There are situations that warrant the appropriate elicitation of our stress response. Maybe we are in a car accident and we have to rush to provide aid for ourselves and our loved ones. A temporary, and infrequent, activation of our stress response with ample time to rest and digest what has happened in-between does not lead to health issues. However, we are now estimated to elicit our stress response over ten times a day. We are over-estimating threats and placing our bodies under a tremendous amount of unnecessary strain that does have significant short and long-term health consequences. What if we acknowledge how efficient we are at identifying threats, but shoot for eliminating one unnecessary stress response activation per week?
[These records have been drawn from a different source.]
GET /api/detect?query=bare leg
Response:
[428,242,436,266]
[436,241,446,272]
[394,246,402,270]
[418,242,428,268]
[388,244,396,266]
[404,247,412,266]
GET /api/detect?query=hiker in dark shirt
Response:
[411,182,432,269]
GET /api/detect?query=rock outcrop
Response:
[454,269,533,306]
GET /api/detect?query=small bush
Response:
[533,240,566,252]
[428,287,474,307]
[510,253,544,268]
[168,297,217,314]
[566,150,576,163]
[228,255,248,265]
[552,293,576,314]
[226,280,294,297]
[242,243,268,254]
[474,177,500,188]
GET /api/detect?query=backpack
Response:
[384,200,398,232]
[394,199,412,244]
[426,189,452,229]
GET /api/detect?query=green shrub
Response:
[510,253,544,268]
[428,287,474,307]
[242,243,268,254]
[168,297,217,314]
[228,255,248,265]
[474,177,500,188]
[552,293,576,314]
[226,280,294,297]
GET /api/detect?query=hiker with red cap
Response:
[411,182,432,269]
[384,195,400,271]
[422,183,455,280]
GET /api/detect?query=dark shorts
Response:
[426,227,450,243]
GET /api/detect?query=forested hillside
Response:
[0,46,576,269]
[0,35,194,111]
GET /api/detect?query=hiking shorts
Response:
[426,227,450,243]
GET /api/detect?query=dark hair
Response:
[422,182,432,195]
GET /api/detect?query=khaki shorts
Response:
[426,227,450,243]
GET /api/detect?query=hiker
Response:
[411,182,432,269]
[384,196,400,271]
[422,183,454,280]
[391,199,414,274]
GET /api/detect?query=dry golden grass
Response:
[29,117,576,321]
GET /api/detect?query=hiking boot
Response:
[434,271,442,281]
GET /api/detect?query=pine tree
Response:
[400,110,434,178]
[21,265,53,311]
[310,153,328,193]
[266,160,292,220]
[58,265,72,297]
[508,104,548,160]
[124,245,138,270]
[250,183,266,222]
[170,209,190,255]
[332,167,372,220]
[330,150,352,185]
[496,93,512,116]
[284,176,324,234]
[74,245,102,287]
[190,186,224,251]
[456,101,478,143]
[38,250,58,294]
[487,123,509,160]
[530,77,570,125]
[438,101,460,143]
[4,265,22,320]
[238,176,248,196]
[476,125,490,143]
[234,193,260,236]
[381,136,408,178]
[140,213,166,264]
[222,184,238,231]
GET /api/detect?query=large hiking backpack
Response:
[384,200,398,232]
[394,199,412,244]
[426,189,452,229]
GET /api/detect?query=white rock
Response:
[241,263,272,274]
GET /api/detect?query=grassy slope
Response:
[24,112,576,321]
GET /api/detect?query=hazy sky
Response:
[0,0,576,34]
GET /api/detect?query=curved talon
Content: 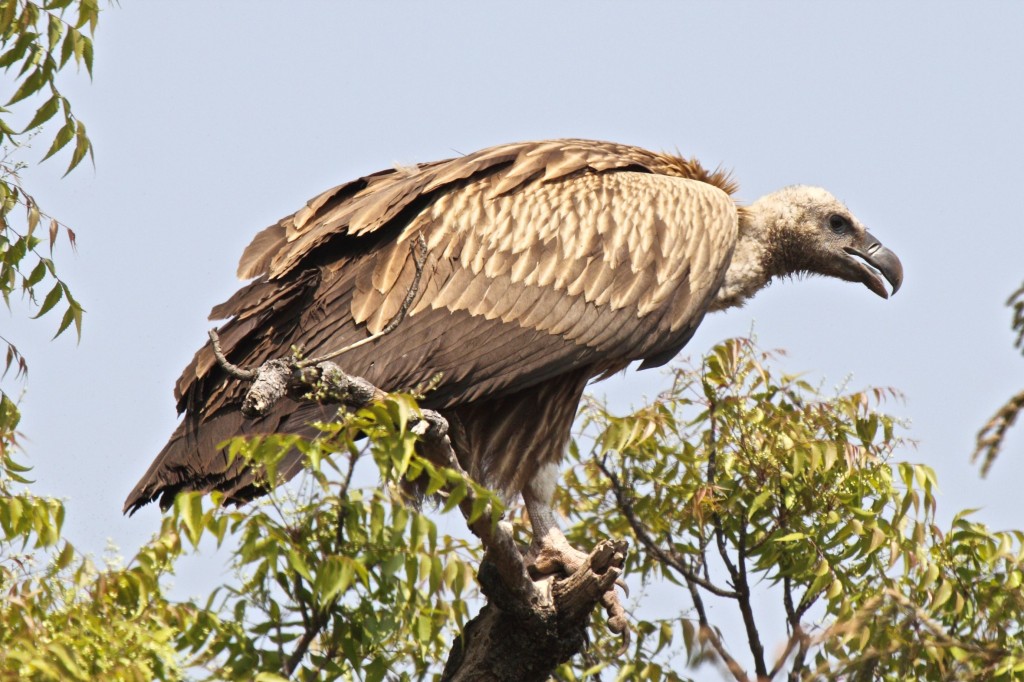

 4. Balance and optimal performance go hand in hand.

When we identify a situation as a threat, our thoughts and words trigger our brain to engage multiple systems in our body to address the threat. This diminishes the effectiveness of critical structures in our brain, for example, those that govern thinking; and shuts down other essential functions of our body, for example, our immune and digestive systems. In other words, when we operate under our stress response, our power is momentarily diminished and we enter a state of temporary impairment. Additionally, when we are in this defensive mode we cannot learn as well. What if we use the old advice to “pause and take ten breaths,” and then reconsider if we want to label a situation a threat, considering how powerful our thoughts and words are?

5. There are significant consequences to chronic stress.

When we allow our body systems to be used too often to address imaginary fears, like public humiliation, we are essentially exhausting our body systems by asking them to work overtime. Allostasis is the process that our body uses to regain homeostasis after it has been taken off-balance by a stressor. The total sum of all the things our body has to do to get back to its balanced state is called allostatic load. When our allostatic load is greater than our ability to recover, we enter the overload-level of allostatic load, and significant damage to organs and functions can occur. What if we consciously infuse breaks of calm in between jumping through hoops of stress as a means of boosting our resilience to life’s demands? Even sneaking out to the garden to water the plans, or creating a five minute space at work to listen to a guided meditation could be enough to restore balance in our nervous system.

We seem to frequently judge ourselves for our shortcomings, but we do not acknowledge how powerful we can be in creating not just our reality, but also our health and well-being. Although life’s demands are endless and many of them are outside of our control, what is actually within our control is working on building the resources that help us bounce back when something pushes us off-balance.

We are all drawn to rewarding experiences, and we strive to be happy. Reinstating an internal sense of safety and security is one of the most sustainable forms of happiness.

We know how to install a security system in our home to help us feel safe, but do we know how to reinstate a sense of safety in our neurobiology to improve our relationship with stress?

Join me next week for the second part of ways to improve our relationship with stress—how to establish safety and trust with stress and our nervous systems.

We cannot eliminate the sheer volume of stressors, but we can improve our relationship with our body systems and our stress response as a powerful way to live happier, healthier, and more productive lives.